Research FInds The Losers In Credit Card Rewards Are Actually High Income

Several credit cards are so rewarding that (1) banks are spending the entire amount of interchange on their customers, and (2) banks are losing money on the products.

Premium travel rewards is so competitive that banks may never earn back the cost to acquire a customer (acquisition bonus, plus related expenses). I’ve long argued that when the bank’s model shows payback in 7-10 years, what that means is that the person who built the model will no longer be the one managing the project when it comes time to see whether that prediction actually came true. Customers who keep cards for 5, 10 and 15 years as a whole turn profitable, but the acquisition cost to find those customers may mean that the product as a whole was a money-loser.

Saturday Night Live captured the phenomenon in their commercial for the ‘First CityWide Bank Of Change’. They lose money on every transaction, but make it up on volume!

For these cards the bet is that the bank will lose money on interchange, but make money on APR. They’re looking for customers who will revolve (but with premium cards they’re often attracting the customers least likely to revolve balances). Banks lose money on some customers (who pay off their bills each month) while making money on those who pay monthly interest charges.

There are other versions of this: card deals that pay so much to the co-brand partner, in terms of marketing fees and low credit card processing costs (think: the Citibank-Visa deal for Costco), that the bank is really buying an opportunity to lend to card customers and whether the deal works out depends entirely on how much consumers borrow.

A paper from Federal Reserve, IMF, and National University of Singapore authors is one of the first to look beyond interchange to find winners and losers in credit card rewards. And far from the naive story about cash customers subsidizing rewards credit card customers, they find that cross subsidies are actually from rewards customers who revolve to those who do not.

[W]e find that sophisticated consumers profit from reward credit cards at the expense of naive consumers who lose money both in absolute terms and relative to classic cards. We estimate an aggregate annual cross-subsidy of $15.5 billion. Notably, our results are not driven by income—while sophisticated high-income consumers benefit the most, naive high-income consumers pay the most.

A couple of interesting data points:

Reward cards account for over 80 percent of total credit card spending and for over 60 percent of all new credit card originations (CFPB, 2019).
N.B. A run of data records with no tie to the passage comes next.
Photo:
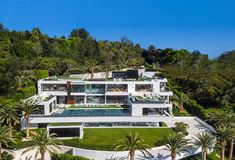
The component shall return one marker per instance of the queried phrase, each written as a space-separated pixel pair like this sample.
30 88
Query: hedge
196 109
28 92
67 157
40 74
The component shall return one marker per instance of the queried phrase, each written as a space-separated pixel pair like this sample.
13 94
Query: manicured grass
65 124
106 138
109 136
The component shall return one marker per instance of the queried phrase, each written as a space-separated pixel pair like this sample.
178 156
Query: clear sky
204 25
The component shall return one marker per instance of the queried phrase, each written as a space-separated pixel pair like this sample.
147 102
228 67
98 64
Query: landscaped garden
106 138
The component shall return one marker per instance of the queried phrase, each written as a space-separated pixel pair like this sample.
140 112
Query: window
65 132
143 87
54 87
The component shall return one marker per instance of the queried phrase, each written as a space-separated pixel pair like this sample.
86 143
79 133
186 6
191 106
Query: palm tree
4 138
179 100
176 143
225 119
28 107
43 143
9 116
131 143
231 142
223 134
181 127
91 65
222 118
204 140
108 65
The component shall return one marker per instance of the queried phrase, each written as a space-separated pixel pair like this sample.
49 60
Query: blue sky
204 25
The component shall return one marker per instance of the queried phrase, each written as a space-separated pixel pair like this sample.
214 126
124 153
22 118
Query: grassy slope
110 136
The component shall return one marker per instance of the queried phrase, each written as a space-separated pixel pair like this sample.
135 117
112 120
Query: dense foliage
26 56
67 157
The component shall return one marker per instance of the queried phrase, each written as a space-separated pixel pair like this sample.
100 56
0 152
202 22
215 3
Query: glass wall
143 87
40 110
54 87
78 88
65 132
95 88
117 88
79 99
61 99
116 99
95 99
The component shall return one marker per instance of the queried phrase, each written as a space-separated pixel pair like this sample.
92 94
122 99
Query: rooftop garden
96 106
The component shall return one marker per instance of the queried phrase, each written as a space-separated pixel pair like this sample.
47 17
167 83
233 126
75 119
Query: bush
28 92
76 143
7 156
181 127
67 157
196 109
40 74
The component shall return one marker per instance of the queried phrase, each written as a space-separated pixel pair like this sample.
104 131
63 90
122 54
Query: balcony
95 88
146 100
78 88
117 88
54 87
144 88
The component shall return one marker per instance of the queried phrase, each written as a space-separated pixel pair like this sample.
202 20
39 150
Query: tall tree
204 140
223 133
28 107
79 32
132 142
91 65
4 139
43 143
9 116
176 144
179 100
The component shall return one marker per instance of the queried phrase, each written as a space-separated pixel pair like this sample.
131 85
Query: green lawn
106 138
103 138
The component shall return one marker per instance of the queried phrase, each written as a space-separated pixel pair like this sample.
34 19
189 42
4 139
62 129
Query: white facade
144 101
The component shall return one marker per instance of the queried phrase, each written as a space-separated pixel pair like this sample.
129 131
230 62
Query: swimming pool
92 112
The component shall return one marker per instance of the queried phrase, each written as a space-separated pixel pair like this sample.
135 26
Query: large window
61 99
95 99
54 87
78 88
65 132
95 88
79 99
143 87
116 99
117 88
40 110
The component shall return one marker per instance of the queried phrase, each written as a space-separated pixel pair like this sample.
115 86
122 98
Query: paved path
157 153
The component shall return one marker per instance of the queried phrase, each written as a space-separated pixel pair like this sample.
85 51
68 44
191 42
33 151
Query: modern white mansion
134 98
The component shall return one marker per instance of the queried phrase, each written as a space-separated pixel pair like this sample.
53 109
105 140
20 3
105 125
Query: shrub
29 91
40 74
7 156
196 109
181 127
67 157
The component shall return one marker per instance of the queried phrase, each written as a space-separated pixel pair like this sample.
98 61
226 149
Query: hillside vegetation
26 56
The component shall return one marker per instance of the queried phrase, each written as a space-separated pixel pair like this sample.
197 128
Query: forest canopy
26 56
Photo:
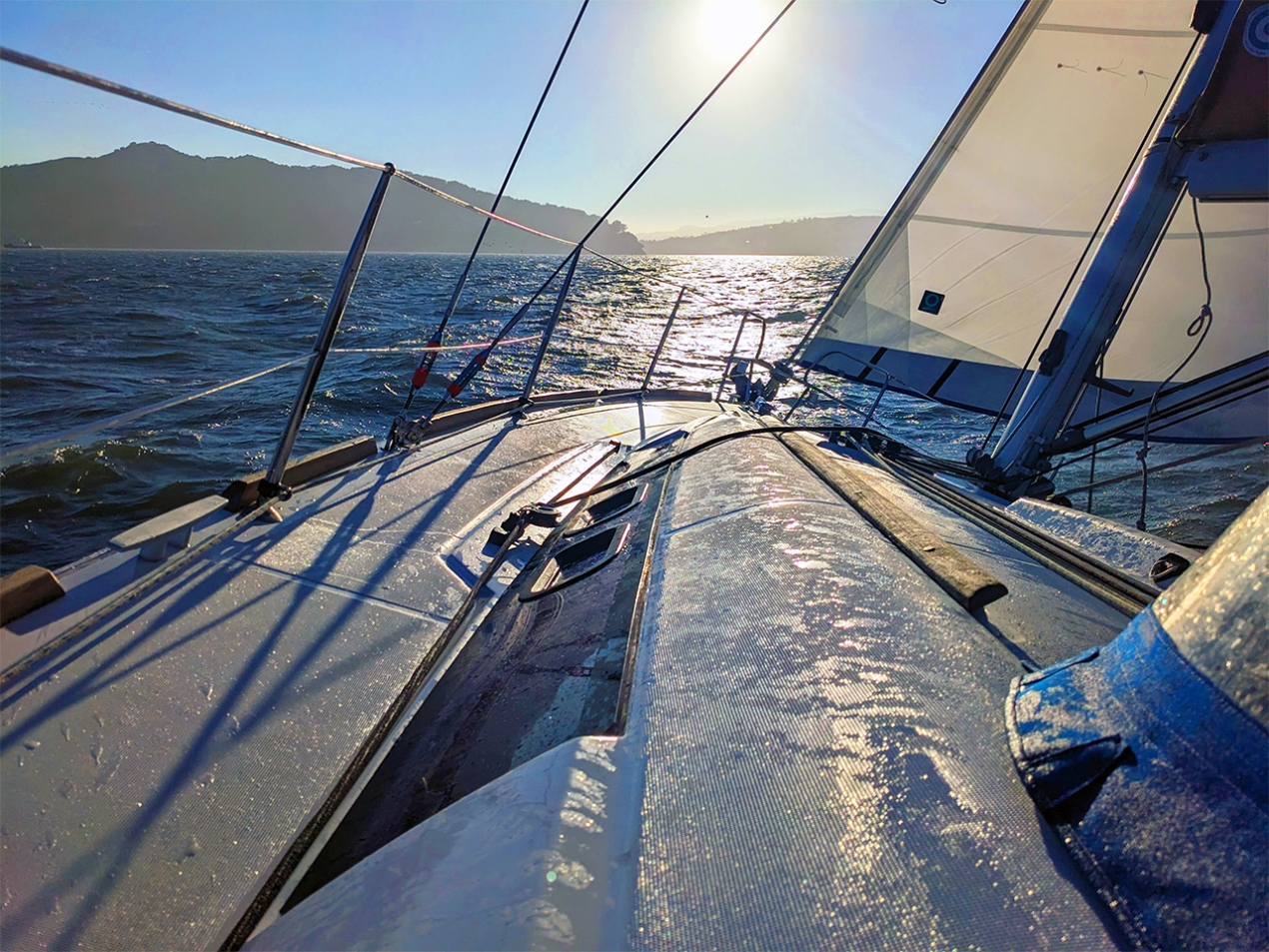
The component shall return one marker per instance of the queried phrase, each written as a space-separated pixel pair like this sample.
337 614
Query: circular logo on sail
1255 37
In 2019, the largest U.S. banks paid out $35 billion in credit card rewards.

Interchange aside, those $35 billion in card rewards compare to approximately $100 billion in card interest and fees.

Since banks are looking for customers who will borrow, and to find those customers they also need to find customers that don’t (and they can’t really fire those customers), those who don’t borrow get a great deal – one that in their specific case banks may even lose money on. Banks are looking to make money on a portfolio basis, rather than on each individual customer. But that doesn’t really mean there’s a subsidy, per se. And it doesn’t mean borrowers are losers since they may have a need to borrow. The loss, for them, comes in when they’re taking a less good deal for borrowing than they could otherwise achieve when doing so through their rewards products.
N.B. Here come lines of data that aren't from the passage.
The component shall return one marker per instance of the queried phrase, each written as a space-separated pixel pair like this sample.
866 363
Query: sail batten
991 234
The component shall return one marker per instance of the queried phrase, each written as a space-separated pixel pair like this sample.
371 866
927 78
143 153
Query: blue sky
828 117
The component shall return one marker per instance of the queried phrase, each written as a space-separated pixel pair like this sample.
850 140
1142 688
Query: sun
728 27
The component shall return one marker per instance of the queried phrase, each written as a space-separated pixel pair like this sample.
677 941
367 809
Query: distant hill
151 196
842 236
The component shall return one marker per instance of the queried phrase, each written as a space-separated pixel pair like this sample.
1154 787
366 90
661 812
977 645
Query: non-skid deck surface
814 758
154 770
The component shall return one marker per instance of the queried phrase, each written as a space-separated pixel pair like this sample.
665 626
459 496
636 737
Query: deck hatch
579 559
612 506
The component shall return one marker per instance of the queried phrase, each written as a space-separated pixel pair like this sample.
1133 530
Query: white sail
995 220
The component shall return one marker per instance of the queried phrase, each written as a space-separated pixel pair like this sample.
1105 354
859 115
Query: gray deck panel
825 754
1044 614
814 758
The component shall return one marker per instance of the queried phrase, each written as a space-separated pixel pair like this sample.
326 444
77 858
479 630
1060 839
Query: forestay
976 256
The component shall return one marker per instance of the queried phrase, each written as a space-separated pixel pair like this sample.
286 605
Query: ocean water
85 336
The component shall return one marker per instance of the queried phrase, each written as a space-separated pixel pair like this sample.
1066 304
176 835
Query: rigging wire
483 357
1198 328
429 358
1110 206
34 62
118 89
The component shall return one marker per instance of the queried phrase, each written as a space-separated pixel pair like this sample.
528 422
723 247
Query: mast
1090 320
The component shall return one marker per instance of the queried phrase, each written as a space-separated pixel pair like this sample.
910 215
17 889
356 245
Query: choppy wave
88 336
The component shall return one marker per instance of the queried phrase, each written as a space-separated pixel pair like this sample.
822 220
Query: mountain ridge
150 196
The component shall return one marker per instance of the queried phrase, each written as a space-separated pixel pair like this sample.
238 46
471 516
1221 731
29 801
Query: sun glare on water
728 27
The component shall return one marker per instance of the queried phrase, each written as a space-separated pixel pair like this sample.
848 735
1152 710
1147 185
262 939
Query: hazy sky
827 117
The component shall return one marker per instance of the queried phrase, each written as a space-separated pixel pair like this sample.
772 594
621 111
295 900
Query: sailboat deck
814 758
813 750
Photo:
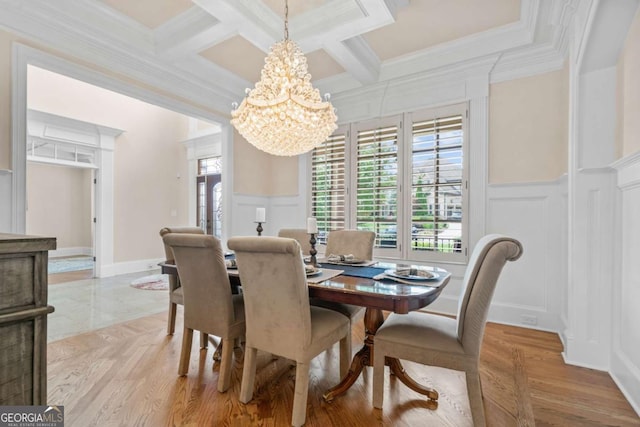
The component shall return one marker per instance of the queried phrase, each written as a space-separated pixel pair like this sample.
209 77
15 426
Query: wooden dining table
376 296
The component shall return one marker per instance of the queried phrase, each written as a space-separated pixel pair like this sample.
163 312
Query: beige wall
259 173
148 158
528 139
59 204
5 99
629 92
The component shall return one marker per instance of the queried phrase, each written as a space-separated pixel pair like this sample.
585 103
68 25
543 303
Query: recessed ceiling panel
150 13
426 23
321 65
238 56
296 7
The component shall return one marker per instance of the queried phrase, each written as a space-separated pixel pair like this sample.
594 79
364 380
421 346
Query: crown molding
190 32
83 43
166 58
526 63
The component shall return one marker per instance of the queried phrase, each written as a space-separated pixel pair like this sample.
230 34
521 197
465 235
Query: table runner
325 275
355 271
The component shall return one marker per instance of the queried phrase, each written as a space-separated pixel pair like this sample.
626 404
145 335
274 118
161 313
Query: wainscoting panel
529 292
625 352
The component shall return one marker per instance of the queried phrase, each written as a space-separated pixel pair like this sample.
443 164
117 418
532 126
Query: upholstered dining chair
300 235
175 291
279 318
209 306
358 243
446 342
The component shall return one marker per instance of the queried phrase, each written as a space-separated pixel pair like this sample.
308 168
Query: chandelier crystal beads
283 114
The lesson here is the one I outlined years ago: this game is only for you if you pay off your cards in full each month. It’s easy to moralize and say you shouldn’t carry a balance, but there are customers who need to repair their car to get to work or otherwise smooth their income against necessities and credit cards are a superior form of borrowing compared to the next-best alternative some customers face like payday loans. If you’re someone who uses cards for borrowing, though, you’re best off focusing on borrowing costs (like interest rate, and no fee 0% balance transfer offers) rather than rewards and certainly calculating the net expense.